That speed comes at the expense of performance, as we've shown [2009,
unpublished] that -so 0 with -n > 1 tends to result in a better refinement due
to the ablility to explore more of alignment space.  The degree to which this
parameter is important depends, of course, on the nature of the MSA being
refined.  But in general, we recommend using -so 0 (random selection order) with
-n set to 3 or higher when possible.  By using the -nout parameter, you can
output each of the N refined alignments to compare, if desired.  

-lno > 1:  
the majority of time in bma_refiner is spent in re-computing the PSSM after each
individual sequence is realigned.  To make the program finish more quickly,
provide the option "-lno X", where X is an integer.  This requests an
approximate refinement that recomputes the PSSM after every X-th sequence.
However, if X is too large the benefits of refinement are rapidly lost.
Therefore, in practice make X < 20% of the total number of rows in your
alignment. 

-ex:  
this option directs the refiner to expand its search outside of the original
start/stop range, considering up to the specified number of residues beyond the
first and last aligned residues.  This assumes that the sequences to be refined
are not aligned over their full length; when this assumption holds, -ex 20 has
typically worked well, particularly in conjunction with -p 1.0.

-p:
We have found that to obtain a good refinement, loop lengths between
blocks cannot be allowed to grow without bound.  To that end, using the
parameters -p and -ex together provides a good compromise between rendering enough
of 'alignment space' accessible our algorithm while avoiding unrealistically
long loops being generated.  E.g., -p 1.25 constrains the unaligned regions
between two blocks during refinement to be no longer than 1.25 times the size of
the longest unaligned loop (L) between those two blocks in the input alignment.
Related parameters are -x and -c, and the maximum loop length between two blocks
during refinement is  min{ p*L + x, c}, where the default value of c = 0 means
an absolute loop length cutoff is not applied.  [Pre-existing loops exceeding the
limit, e.g., when p < 1, are permitted; they are *not* forced to be less than
the limit by the refinement.]



=============================
4)  fa2cd:  A FASTA -> CD file conversion utility:

This program will produce a blocked alignment that by default has all aligned
columns in the FASTA alignment.  The refinement algorithm's extension phase
alone will not have any effect in this case as every block is optimally
extended, unless the first block-shifting phase of refinement has made changes
to the alignment.  Run the converter as: 

fa2cd -i <input fasta file> 

The '-parseIds' flag will try and interpret the description line for each
sequence in terms of recognized sequence accession formats.  The '-ibm' flag
creates a CD whose alignment is the subset of columns from the input multiple
alignment that contain no gap characters. 

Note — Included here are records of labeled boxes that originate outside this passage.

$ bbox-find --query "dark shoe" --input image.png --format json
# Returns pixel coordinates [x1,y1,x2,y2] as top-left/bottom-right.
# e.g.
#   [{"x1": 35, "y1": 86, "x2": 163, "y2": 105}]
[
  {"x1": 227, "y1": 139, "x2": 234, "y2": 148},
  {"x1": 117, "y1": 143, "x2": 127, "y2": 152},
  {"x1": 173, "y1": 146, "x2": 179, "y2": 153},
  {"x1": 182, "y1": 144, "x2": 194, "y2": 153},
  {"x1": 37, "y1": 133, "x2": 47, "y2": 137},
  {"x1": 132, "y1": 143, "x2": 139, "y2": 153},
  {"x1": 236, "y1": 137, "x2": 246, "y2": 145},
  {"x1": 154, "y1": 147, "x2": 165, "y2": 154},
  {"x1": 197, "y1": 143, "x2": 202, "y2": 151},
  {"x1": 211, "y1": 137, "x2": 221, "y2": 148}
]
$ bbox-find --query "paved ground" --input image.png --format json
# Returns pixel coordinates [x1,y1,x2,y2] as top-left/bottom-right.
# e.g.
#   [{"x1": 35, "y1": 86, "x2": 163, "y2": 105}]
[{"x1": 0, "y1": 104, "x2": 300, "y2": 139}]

An optional -t <value> argument instructs the converter to trim 'bad' columns
from the output alignment.  Here, <value> is the minumum median PSSM score of a
column in the output alignment (3 is often a good choice).

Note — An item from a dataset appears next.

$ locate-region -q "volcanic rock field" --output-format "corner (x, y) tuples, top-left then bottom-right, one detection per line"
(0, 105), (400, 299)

(Use the -h or -help flags to see all available options.)

A few notes on FASTA file format:

a)  In general, input FASTA files are expected to follow the standard protein
FASTA file format (for example, http://www.ncbi.nlm.nih.gov/blast/fasta.shtml).
Further, it is important that each sequence input has a unique identifier to
avoid downstream errors.  By default, fa2cd assigns each sequence an integer as
its local accession.  With the '-parseIds' option you instruct fa2cd to use
information in your file to build sequence identifiers. 

b)  When using '-parseIds', the description line (i.e., those with a leading '>'
character; we may also use the term 'defline') is parsed by fa2cd, generating a
sequence identifier based on the characters in the defline up to the first
whitespace.  Therefore, to ensure unique identifiers make sure multiple
definition lines do not start with the identical same word.   

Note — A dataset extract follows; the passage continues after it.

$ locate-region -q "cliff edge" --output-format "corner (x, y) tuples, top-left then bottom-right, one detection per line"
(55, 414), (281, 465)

For example, if two sequences have deflines ">ABC 1" and ">ABC 2", they will be
assigned the same identifier when -parseIds is used.    

c)  Try and avoid using small integers as your defline (e.g., ">1"), unless
you've done this for all deflines without repeating a number.  When using
'-parseIds', unparseable identifiers may inadvertently duplicate a number you
have already used.  Future versions of fa2cd will fix such conflicts.  



[Information about fa2cd is also available at
http://www.ncbi.nlm.nih.gov/Structure/cdtree/cdtree.shtml.  fa2cd is also
distributed as part of the CDTree software, a GUI-based application to aid in
the classification of protein sequences and investigate their evolutionary
relationships.  See http://www.ncbi.nlm.nih.gov/Structure/cdtree/cdtree.shtml to
learn more about CDTree.] 


=============================
5)  Examples:

Sample data is available in the 'examples' subdirectory.  Example command line
parameters are [Note:  '-so' is an alias for the longer '-selection_order']:

Recommendation:
When runtime is not a concern, use a random selection order with
multiple trials.  By default, bma_refiner selects the highest-scoring final
alignment as the refined alignment, although the -nout option allows you to see
the final alignment produced in other trials.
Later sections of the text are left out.